= Brazil at the Military World Games =

Brazil represented by Military Sports Commission of Brazil (Portuguese: Comissão Desportiva Militar do Brasil - CDMB) part of the Military Sports Department (Portuguese: Departamento de Desporto Militar - DDM) of Ministry of Defence (Portuguese: Ministério da Defesa) is member of Conseil International du Sport Militaire (CISM).
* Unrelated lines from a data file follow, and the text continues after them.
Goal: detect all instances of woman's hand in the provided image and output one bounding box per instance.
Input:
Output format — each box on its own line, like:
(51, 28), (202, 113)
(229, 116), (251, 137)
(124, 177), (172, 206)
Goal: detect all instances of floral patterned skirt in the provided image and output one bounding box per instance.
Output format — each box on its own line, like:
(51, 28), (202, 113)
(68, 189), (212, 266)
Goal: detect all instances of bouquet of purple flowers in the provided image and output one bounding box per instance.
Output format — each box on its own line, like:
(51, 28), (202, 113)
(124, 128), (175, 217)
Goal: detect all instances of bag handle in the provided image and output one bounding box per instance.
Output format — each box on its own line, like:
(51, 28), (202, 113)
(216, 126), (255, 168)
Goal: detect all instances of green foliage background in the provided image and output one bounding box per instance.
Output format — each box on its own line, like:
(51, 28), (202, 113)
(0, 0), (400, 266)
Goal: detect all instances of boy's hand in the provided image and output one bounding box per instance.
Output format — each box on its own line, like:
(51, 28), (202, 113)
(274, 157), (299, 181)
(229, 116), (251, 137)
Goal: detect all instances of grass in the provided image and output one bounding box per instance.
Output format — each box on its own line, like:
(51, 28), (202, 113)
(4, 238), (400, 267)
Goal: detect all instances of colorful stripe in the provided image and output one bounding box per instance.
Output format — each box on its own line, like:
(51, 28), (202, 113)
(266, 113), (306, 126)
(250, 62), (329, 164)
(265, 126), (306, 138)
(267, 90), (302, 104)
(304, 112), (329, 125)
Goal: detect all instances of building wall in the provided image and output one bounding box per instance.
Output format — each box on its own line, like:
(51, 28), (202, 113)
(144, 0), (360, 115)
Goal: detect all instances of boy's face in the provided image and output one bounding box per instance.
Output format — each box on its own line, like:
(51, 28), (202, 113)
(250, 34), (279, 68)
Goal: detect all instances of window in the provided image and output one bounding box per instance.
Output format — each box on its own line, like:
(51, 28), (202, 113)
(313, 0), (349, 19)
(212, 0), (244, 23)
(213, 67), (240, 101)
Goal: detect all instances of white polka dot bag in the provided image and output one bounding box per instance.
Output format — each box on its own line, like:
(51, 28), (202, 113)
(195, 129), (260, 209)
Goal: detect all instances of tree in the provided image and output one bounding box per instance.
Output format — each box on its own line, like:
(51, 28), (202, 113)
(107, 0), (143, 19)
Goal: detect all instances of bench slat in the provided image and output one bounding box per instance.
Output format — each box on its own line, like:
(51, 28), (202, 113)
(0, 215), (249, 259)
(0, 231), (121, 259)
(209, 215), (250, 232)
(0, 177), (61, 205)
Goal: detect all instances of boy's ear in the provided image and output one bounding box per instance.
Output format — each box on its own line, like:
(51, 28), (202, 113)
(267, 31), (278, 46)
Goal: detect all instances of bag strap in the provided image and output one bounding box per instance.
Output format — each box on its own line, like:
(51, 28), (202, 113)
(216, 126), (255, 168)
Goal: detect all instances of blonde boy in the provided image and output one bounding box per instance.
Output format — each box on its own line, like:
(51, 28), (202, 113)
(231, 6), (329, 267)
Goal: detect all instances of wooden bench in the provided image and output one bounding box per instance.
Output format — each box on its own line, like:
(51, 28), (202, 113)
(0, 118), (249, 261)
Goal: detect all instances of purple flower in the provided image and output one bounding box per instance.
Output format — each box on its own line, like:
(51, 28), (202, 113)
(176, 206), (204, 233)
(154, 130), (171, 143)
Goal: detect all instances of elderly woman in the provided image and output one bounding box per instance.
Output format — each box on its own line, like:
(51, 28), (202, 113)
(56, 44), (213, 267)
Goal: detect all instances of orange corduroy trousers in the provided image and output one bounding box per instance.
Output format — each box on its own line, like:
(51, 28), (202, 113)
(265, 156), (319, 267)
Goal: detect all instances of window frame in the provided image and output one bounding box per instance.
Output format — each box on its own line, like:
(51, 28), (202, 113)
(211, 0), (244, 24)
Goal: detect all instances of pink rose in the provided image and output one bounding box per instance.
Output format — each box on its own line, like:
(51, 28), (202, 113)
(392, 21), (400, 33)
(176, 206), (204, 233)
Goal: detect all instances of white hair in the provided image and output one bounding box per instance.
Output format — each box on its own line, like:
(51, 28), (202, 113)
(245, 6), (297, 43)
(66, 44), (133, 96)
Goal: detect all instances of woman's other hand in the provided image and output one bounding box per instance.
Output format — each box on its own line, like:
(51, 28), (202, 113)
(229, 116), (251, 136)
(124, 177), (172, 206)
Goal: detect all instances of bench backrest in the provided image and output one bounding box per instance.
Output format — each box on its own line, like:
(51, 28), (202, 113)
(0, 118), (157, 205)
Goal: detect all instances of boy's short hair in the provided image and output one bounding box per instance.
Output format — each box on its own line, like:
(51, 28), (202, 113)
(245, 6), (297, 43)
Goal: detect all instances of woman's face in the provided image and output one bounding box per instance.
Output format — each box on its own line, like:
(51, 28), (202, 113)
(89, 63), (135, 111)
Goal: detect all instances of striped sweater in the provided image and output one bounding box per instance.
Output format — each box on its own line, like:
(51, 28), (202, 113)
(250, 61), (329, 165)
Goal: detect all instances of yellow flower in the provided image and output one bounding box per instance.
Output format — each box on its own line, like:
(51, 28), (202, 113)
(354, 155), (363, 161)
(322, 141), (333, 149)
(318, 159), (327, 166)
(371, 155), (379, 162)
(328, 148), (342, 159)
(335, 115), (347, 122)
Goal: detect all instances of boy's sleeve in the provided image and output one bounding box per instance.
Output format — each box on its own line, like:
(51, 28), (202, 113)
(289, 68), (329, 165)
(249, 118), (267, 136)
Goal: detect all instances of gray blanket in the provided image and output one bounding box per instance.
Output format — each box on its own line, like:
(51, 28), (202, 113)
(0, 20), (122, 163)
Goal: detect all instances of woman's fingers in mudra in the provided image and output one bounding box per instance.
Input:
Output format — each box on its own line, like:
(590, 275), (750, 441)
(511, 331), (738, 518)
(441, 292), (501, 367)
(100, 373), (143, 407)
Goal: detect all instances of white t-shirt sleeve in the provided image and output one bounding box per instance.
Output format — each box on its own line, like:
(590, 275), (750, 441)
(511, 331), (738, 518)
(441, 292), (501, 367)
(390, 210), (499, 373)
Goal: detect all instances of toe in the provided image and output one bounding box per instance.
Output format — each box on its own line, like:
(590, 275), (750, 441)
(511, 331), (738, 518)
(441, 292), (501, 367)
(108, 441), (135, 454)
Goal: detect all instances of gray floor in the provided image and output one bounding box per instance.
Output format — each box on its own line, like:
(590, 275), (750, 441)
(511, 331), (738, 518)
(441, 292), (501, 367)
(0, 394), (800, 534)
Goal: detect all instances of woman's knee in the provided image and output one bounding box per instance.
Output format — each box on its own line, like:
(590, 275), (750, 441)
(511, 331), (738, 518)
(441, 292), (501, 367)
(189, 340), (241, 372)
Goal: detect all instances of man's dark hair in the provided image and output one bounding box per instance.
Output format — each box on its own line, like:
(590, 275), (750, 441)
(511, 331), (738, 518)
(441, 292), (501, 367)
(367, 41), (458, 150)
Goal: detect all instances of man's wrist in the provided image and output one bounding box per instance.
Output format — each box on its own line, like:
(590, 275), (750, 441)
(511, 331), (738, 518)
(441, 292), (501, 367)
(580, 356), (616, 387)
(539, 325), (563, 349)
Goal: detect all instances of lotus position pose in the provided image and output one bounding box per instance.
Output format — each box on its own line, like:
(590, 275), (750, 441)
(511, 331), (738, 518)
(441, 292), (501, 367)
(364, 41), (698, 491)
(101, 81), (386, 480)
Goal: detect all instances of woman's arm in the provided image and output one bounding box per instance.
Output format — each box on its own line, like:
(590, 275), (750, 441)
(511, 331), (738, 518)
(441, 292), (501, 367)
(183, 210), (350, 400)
In 2011, the CMDB organized the 5th CISM Military World Games in Rio de Janeiro.

Brazil has participated in all the Summer Military World Games since the beginning in 1995. Brazil is 4th on the all time medal table.

==Medal table==

===By championships===
- Red border color indicates tournament was held on home soil.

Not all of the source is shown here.